Constantine led Pakistan to their first-ever victory in World Cup qualifiers in their first fixture at home in 8 years by beating Cambodia, and qualifying for the second round for the first time. He left the role in November 2024.

On 3 March 2025, Constantine was appointed again solely for the match against Syria at the 2027 AFC Asian Cup qualification third round, with a decision on a long-term role to be made later.

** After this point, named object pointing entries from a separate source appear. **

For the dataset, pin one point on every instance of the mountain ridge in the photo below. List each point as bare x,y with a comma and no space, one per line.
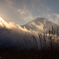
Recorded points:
39,24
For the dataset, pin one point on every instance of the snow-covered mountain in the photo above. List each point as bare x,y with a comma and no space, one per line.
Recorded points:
39,24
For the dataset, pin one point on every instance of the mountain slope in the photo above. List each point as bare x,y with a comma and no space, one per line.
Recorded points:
39,24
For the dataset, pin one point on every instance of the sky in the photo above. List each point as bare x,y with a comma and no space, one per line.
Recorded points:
24,11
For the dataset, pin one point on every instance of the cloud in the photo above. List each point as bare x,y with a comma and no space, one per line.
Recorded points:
25,14
20,10
54,17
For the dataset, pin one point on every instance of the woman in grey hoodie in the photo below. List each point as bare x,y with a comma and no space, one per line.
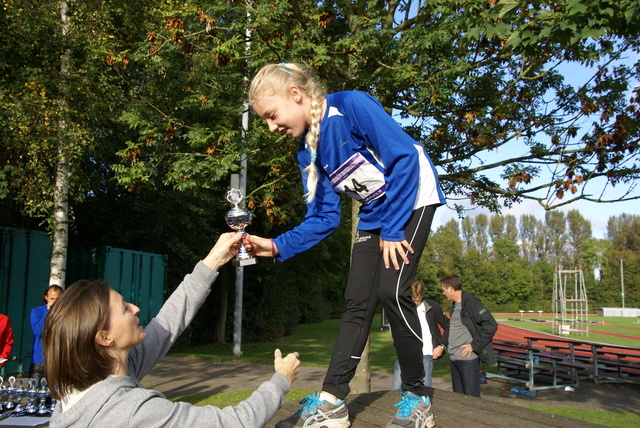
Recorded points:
96,353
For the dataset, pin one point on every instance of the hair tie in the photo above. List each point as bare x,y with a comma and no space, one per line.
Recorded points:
283,68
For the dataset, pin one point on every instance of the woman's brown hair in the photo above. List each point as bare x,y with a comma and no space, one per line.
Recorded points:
72,357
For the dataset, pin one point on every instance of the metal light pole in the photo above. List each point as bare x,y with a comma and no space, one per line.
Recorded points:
622,280
241,183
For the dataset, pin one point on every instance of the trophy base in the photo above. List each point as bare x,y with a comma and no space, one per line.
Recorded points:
244,262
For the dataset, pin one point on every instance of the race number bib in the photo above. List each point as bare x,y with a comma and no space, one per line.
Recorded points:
358,178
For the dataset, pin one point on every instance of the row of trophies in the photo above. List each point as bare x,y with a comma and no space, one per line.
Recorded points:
31,399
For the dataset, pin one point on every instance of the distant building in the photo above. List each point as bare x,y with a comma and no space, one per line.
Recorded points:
618,312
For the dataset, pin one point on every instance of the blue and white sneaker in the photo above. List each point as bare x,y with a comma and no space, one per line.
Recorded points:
318,413
413,411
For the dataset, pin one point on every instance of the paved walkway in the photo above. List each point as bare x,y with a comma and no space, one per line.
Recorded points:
176,376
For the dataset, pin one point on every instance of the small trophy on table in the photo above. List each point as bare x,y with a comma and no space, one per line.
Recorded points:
238,218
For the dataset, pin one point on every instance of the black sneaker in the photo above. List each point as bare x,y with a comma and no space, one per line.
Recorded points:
318,413
413,411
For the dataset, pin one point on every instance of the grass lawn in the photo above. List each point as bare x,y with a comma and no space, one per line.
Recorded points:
314,342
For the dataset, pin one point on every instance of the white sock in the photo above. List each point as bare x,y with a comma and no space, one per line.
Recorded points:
328,398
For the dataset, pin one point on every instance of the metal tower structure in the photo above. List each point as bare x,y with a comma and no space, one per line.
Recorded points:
570,303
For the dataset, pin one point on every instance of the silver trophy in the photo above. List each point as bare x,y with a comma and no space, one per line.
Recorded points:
238,218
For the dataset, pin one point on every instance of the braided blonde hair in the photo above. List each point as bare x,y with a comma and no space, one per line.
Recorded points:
276,79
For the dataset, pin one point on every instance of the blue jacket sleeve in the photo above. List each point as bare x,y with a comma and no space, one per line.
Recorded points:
398,155
322,218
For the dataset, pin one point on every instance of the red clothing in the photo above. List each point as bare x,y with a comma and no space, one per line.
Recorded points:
6,338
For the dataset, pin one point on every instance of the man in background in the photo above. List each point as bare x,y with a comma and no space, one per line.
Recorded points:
38,315
470,336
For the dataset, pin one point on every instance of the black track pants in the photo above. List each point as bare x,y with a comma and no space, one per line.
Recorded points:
369,282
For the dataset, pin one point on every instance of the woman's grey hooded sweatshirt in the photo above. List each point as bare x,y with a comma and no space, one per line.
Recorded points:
120,401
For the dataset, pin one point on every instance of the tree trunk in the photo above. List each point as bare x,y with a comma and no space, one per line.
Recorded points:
361,382
60,236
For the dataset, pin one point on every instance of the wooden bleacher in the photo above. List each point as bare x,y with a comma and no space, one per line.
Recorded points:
546,363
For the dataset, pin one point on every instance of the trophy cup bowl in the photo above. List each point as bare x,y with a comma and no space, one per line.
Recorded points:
238,218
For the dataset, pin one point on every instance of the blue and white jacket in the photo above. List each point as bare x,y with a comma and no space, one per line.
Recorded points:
364,153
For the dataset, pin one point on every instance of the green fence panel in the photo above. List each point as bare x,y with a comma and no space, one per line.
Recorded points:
24,275
139,277
25,256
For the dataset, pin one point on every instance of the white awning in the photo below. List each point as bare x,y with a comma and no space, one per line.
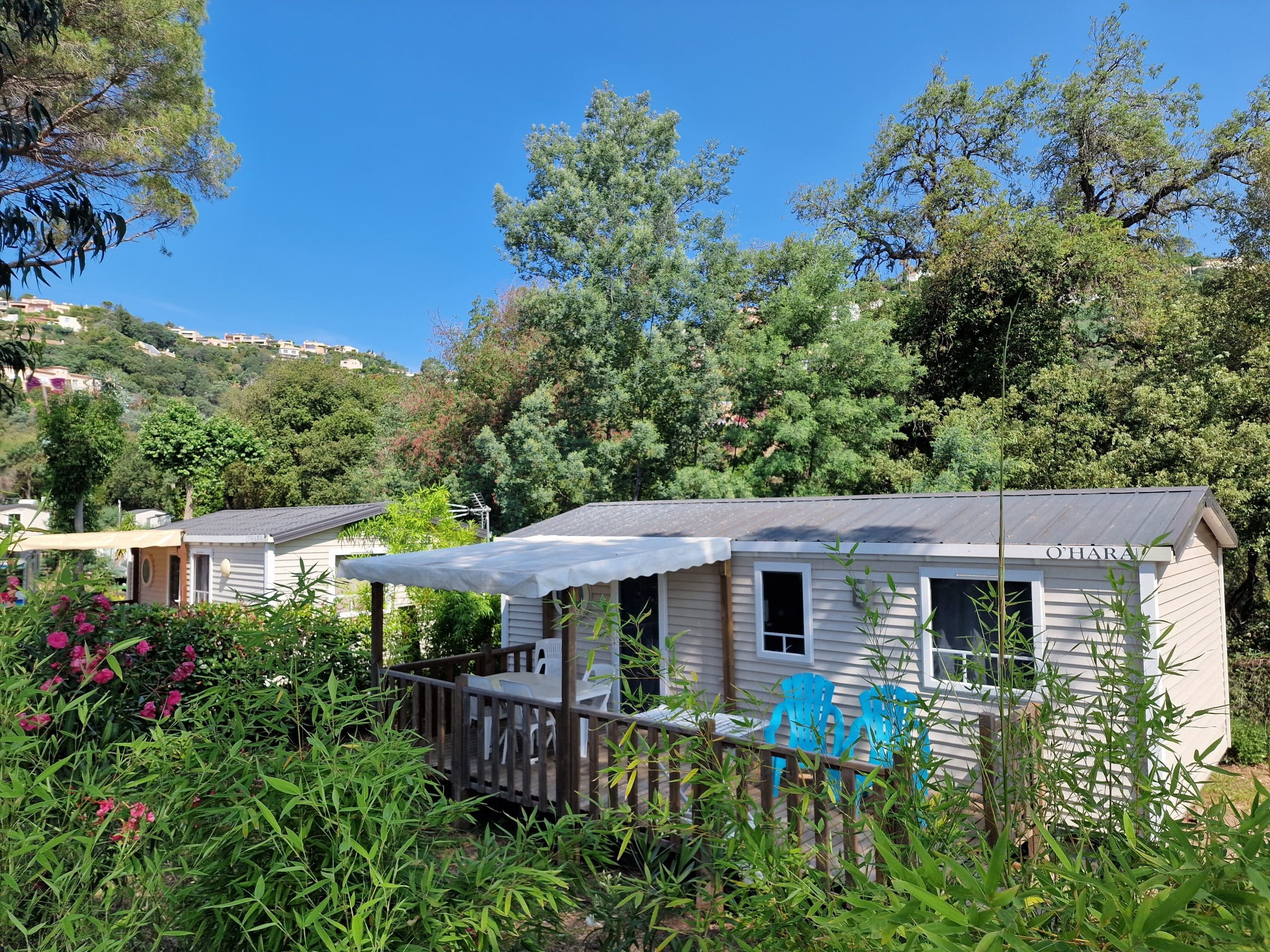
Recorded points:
538,565
83,541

Constantine was retained until June, for the Myanmar game.

===Return to Rwanda===
After a spell with Cypriot club APEA Akrotiri, Constantine signed a two-year deal to return as the manager of Rwanda in March 2026.

==FIFA==
Constantine has worked as a FIFA Instructor, and is a member of FIFA's elite coaching panel.

==Other==
In March 2018, Constantine's autobiography, From Delhi to the Den, was nominated for the Football Writers' Association book of the year, part of the British Sports Book Awards.

As of January 2025, no other Englishman had managed as many foreign national teams as Constantine.